I decided to try out a transformer based architecture after my initial explorations into world modelling with a U-Net based diffusion approach. The new architecture combined a vision transformer-based masked autoencoder (MAE) with a transformer-based predictor. The predictor interleaved encoded frames with encoded actions to predict the next frame in latent space, which the MAE decoder then reconstructed. You can see an initial version of this here. I spent a few months trying to get something working on the data from my JetBot, but didn’t see much progress. Despite receiving a sequence of frames and actions, the model ignored the action data; it simply used the last frame as its prediction for the next. My log up to Day 43 covers what I tried (more recently I found some evidence the JetBot data quality might not be very good, but that’s a different story). I decided to simplify the problem and ended up with a dot on a screen that would either move to the right or not based on a binary action. The dot would wrap around to the other side of the screen as it continued so I called this the toroidal dot world.

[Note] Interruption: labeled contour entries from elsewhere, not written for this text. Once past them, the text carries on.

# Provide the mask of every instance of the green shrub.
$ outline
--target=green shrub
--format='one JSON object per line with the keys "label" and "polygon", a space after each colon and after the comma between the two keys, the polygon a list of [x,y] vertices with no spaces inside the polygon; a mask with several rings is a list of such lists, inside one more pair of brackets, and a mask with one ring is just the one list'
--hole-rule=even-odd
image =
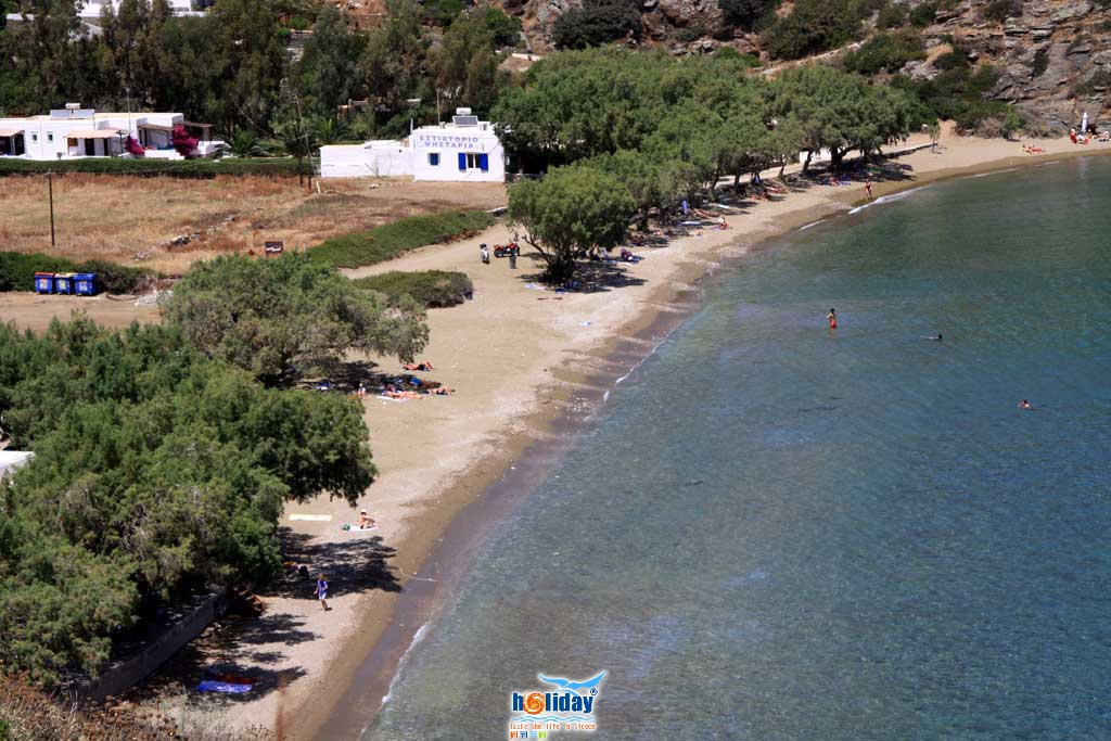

I started by collecting and training on data of a dot at a fixed y position moving across the screen. The model struggled, consistently predicting either a black frame or simply repeating the previous frame, depending on whether I prioritized latent feature loss or pixel-level loss. The predictor wasn’t really working, but the autoencoder seemed to do a good job at reconstructing images so I thought I’d try recasting the problem to just use an autoencoder. Rather than treating prediction as a sequence of discrete images and actions, I combined everything into a single image—a ‘canvas.’ In this format, frames are concatenated side-by-side, separated by colored bars that encode the preceding action.
This reframed prediction as an inpainting task: masking the last frame in the canvas and asking the model to fill it in. This allowed me to simplify the model to just the MAE, adapted to process canvases (code here).
This approach didn’t work initially. The inpainting of the last part of the canvas would be mostly black. After experimenting with a loss function that combined standard mean squared error (MSE) and a focal weighted MSE I began to see some progress. The focal weighted MSE applies exponential weighting to errors, placing extra emphasis on areas where the prediction error is high. This hybrid loss started giving predictions of multiple dots roughly where the true dot might be.
After tuning hyperparameters and speeding up the training pipeline so I could iterate faster, I trained a model that makes accurate action-conditioned predictions. I then made the toroidal world slightly harder by randomizing the dot’s starting y-position; the model still performed well on a held-out validation set (Days 66-73).
I’m now applying the same idea to real robot data. I’m starting with the LeRobot SO-101 arm, focusing on learning an action-conditioned model of a single joint before scaling up to more complex motion.